Soyez certains que ces images renvoient à l'inconscient barbare,

 

Tels les spasmes telluriques d'un rite inaugural.

 

L'origine du monde est là.

 

Dans le tapage du silence.

 

Murmure que murmure

 

 

 

 

Il porte au bout du monde.

 

Il dégage un profil particulier que l’éternité ne peut nier :

 

Celui d’un temps non pulsé mais pur.

 

 

 

Les morts – les morts – les morts viennent alléger notre peine.

 

Nous sommes confiants en leur fidélité

 

Tandis qu’une lumière blanche les étale, disparaît puis revient sur leur vanité.

 

Elle fait de nous leurs orphelins d’un seul jour à l’aune de l’éternité.

 

Quel que soit notre pari ils tiendront.

 

Ils restent les primitifs du futur.

 

 

 

 

 

POSTFACE

 

Le corps, toujours, nous échappe.
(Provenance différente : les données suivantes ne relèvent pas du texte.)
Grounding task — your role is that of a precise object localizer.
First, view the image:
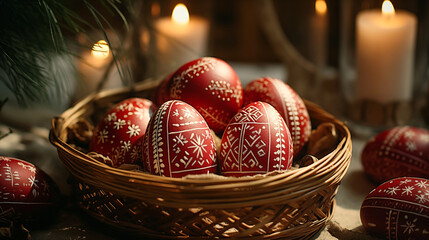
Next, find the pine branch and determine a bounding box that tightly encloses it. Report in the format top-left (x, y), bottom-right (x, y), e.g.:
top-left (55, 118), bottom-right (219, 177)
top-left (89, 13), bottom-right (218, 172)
top-left (0, 0), bottom-right (127, 105)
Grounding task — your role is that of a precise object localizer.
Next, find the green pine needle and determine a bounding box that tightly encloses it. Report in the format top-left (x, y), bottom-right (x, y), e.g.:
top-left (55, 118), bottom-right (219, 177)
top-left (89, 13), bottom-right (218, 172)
top-left (0, 0), bottom-right (128, 105)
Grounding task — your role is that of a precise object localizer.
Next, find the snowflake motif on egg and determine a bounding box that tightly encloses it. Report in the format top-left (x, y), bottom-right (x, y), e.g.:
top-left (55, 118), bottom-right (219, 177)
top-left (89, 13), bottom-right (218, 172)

Nous ne savons rien de son lieu et de ce qui s'y passe. Nous ne pouvons constater que ce qu’il en reste. Bref son ossuaire. Les  momies coptes  en donnent des indices afin de montrer comment elles ont prise sur nous  et  nous touchent.  Elles renversent nos espaces charnels afin d’inventer de nouveaux rapports, de nouveaux contacts avec le squelette qui « incarne » une autre présence.

Les momies coptes sont un lieu de fouille et d'incarnation du squelette en un exercice de  cruauté et de douceur paradoxale. Chaque crâne devient  porche, passage plus que charnier ou cimetière où toutes les choses seraient fixées. Surgit une théâtralité du signe humain. Elle exagère à bon escient  la dimension tragique  afin d'en prolonger les échos.

Messagère d'un monde clos la momie fait passer d'un monde boîte à un monde oignon,  permettant de glisser du fermé à l'ouvert. Le corps est pénétré par la cavité de ses orbites, entre ses dents et en un sens du rite.  Un rite poétique qui transforme la notion même du genre qu’on nomme « vanité ».

La momie devient l'aître - âtre de l’être-  qui défie à la fois la représentation et le sens communs qu'on accorde aux morts. Se  retrouve ici ses origines les plus lointaines, avant même le langage et donc - si l’on en croît la Bible - la chair. Aux prétendus  éclairs de paroles d'évangile fait place ce qu’il nous reste : nos os à ronger. On a donc toujours besoin des images car les mots seuls et à l’inverse s'enfoncent dans les ténèbres.